[ad_1]
They met dignitaries, received rings, got semi-famous. But Solomon Dobbs’ wild ride as a member of the Charles R. Drew Charter School squad that won the Georgia Class A boys’ golf championship in 2019 – the first all-Black high school team and first public school in Atlanta to do so – is over.
Dobbs has moved on. He now plays on the golf team at Morehouse College in Atlanta, where he earned a 3.7 grade-point average last semester. Because of the pandemic, he lives at home and takes his classes on Zoom. But at least three days a week he gets in his Hyundai Elantra and drives to Drew Charter’s home course, East Lake’s Charlie Yates Golf Course, a nine-hole Rees Jones design, where he practices amongst his old coaches and teammates.
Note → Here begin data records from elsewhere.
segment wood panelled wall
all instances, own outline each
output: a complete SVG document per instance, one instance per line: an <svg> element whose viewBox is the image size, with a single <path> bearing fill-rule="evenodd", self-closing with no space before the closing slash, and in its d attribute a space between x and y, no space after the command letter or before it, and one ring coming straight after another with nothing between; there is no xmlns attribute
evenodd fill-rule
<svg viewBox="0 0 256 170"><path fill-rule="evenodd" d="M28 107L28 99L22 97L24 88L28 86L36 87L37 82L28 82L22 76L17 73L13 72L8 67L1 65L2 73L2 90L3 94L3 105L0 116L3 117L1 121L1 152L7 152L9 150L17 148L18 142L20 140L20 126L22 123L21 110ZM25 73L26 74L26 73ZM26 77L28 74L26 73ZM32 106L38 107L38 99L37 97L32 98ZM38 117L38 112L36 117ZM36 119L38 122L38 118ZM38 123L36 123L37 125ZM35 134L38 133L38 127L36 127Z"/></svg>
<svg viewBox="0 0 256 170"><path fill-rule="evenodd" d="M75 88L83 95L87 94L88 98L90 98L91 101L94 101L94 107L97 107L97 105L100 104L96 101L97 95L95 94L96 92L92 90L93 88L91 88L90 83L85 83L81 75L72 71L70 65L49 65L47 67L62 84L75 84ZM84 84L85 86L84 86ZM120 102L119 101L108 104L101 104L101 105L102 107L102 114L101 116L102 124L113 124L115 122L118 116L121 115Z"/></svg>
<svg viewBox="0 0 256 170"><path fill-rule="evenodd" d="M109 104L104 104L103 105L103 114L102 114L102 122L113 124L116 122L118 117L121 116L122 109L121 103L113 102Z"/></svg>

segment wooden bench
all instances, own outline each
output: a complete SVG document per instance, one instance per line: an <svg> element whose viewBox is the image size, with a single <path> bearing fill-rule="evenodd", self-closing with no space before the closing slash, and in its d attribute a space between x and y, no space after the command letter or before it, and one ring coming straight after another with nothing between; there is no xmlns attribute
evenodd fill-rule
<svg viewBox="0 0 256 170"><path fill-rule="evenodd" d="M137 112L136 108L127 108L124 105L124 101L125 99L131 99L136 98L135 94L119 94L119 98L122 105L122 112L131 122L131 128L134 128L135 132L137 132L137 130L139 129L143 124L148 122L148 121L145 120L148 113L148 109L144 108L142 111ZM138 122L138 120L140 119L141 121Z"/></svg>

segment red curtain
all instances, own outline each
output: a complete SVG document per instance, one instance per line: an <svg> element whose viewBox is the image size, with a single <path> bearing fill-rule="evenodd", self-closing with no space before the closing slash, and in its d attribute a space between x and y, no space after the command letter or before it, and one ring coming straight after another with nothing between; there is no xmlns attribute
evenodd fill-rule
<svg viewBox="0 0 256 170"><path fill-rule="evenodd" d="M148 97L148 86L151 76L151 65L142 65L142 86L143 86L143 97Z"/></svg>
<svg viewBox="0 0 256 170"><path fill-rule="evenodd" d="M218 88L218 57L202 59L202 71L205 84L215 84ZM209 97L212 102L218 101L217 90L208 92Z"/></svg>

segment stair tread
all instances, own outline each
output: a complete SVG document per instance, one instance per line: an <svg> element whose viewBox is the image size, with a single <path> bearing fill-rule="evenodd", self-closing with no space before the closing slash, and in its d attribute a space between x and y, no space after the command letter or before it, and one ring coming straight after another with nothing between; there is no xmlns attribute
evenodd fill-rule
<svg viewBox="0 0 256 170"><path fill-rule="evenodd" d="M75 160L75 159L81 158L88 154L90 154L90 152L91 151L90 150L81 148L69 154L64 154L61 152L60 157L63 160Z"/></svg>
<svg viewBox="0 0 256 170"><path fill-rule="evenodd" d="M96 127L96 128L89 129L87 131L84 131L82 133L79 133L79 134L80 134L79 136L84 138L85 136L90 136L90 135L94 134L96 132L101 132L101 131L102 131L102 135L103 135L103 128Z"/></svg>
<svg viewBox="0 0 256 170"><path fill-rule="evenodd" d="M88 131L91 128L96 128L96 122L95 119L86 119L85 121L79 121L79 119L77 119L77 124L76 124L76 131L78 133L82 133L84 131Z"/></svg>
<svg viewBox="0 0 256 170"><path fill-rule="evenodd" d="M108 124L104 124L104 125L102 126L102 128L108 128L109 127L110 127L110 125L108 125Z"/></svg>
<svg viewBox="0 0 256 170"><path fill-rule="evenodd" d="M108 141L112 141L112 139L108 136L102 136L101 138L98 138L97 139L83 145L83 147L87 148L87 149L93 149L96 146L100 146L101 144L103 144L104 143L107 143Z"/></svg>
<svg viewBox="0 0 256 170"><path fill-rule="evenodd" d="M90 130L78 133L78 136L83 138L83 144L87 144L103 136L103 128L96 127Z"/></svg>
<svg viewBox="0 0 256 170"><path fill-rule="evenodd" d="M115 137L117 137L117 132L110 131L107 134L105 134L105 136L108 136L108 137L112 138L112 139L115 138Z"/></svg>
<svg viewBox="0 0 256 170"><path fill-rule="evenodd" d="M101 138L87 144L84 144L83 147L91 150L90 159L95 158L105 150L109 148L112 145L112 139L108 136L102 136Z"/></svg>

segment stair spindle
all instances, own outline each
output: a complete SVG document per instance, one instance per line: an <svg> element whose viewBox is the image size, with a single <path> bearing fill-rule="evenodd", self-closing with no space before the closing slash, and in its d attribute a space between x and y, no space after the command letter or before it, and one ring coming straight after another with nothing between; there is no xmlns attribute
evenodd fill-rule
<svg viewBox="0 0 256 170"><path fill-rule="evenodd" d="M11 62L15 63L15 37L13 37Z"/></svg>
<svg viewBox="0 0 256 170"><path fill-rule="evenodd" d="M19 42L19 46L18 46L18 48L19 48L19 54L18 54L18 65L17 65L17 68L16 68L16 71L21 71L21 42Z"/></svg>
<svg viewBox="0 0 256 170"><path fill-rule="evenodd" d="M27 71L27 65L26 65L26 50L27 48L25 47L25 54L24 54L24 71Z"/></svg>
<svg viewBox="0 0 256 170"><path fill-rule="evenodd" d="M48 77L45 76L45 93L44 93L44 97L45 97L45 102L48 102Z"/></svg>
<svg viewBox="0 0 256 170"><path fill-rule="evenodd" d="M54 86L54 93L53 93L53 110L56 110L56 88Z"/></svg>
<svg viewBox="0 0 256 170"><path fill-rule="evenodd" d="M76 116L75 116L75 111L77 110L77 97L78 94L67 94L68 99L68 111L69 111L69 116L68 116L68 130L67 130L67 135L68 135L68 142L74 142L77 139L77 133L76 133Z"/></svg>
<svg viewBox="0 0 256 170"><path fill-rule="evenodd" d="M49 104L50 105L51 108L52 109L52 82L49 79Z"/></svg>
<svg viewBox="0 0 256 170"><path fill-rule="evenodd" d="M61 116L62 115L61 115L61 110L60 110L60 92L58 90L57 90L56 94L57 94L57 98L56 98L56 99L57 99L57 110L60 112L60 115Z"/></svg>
Because it’s never really over.
“They’re my family,” says Dobbs, 18.
If you need a break from the chaos and the fear, from the torrent of tragedies, from polling figures brought to you at all hours because, you know, Nov. 3, then behold Dobbs and Drew Charter.
Something is definitely going right here.
This marks the 20th playing of the TOUR Championship at East Lake, Bobby Jones’ old stomping grounds and the centerpiece of a comprehensive community revitalization in Southeast Atlanta.
Support from the TOUR Championship reached $3.5 million last year – a tournament record – which went to the East Lake Foundation, Grove Park Foundation, Purpose Built Schools Atlanta and the First Tee of Metro Atlanta. The East Lake Foundation, in turn, supports Drew Charter, which is churning out citizen golfers like Dobbs. Golf continues to be the catalyst for it all.
Or is it family? Sarai Dobbs, Solomon’s little sister, is a rising senior who is expected to challenge for the No. 1 spot on Drew’s girls team in the spring. She hit the ceremonial first tee shot at the TOUR Championship in 2017, while Solomon did it twice (2016, 2018).
“I did better the second time,” he says. “The first time I couldn’t see the ball.”
Sarai, too, admits she was nervous. “People are there watching, you’re on TV, you can get anxious and overwhelmed, but I was really excited to hit it.” She striped it down the middle.
Their parents, Tobars, managing partner of a real estate equity firm, and Leslie, a human resources manager for a digital company, have watched in awe and delight. Neither comes from a golf family, but when they enrolled their kids at Drew Charter, a cradle-to-college school (pre-K through 12th grade) where golf is taught in P.E. by instructors from The First Tee, it didn’t matter.